The jail expression, he said, is: "I'll pay up when they catch me."
Murphy said it means, "I'm going to run till they catch me. When they
get me I'll see what happens."

Twisted thinking, he said.

That negative outlook stops addicts from trying to get better, he
said.

"You never think you can get that far out on that edge, and once you
get there, you don't see that there is any way back," Murphy said.

The way back

The way back for Murphy began when his mother told him she wanted
nothing to do with him after he spurned an initial offer to join the
drug court program.

The one person who had supported him no matter what pulled
away.

"They didn't want anything to do with me. I was self-sufficient and
pretty much hell-bent on killing myself," Murphy said.

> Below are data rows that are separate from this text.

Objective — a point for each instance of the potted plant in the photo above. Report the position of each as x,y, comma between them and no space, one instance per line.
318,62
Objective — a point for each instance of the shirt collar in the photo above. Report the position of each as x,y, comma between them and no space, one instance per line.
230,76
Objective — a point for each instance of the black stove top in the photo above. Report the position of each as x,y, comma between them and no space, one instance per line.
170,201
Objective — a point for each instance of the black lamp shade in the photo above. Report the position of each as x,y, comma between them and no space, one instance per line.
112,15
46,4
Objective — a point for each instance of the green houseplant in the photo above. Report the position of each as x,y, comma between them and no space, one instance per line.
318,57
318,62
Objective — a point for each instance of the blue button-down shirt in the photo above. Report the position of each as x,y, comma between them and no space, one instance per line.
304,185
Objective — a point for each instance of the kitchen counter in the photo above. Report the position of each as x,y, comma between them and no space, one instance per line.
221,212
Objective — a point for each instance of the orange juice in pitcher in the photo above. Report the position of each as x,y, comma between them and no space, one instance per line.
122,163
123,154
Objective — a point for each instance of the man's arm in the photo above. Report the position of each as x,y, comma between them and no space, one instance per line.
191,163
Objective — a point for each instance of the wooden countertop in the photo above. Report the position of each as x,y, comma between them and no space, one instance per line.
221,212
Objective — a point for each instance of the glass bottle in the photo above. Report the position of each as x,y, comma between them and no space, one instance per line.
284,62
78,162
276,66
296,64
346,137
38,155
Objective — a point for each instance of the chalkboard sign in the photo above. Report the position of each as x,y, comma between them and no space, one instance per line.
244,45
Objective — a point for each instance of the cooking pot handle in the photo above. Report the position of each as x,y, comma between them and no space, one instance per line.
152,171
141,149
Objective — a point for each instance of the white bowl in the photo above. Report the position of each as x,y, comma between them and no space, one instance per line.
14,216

Then, he said, two old friends died. One, the namesake of his son
Eric, had returned from military service, and was getting ready to
marry his high school sweetheart, died from drugs, and the other,
Sgt. Ryan Doltz of Mine Hill, was a high school football teammate
who died in Iraq.

"He gave his life to defend his country," Murphy said. "I decided I
had to lick this."

He entered the drug court program and an intense six-month rehab
program.

"It was not relief. There was a lot I had to do to make up for lost
time," Murphy said. "I had to take a personal inventory. My counselor
required that I write an autobiography. I wrote about all the things
that had happened to me as a child, things I had not thought about
for years. When I look back, I see how ugly it made me look. It as a
lot of work to clean that up."

He said, "When my mom told me that I had to take this deal or she
would have nothing to do with me, that scared some sense into me.
Once I had a taste of sober living, I found the people in my life
were more directed, more conscious of things, and I realized I
wanted to be one of those people. They were happy, and I realized I
had not known happiness since the day I won that state
championship."

Ten years, Murphy said, is a long time to be that unhappy.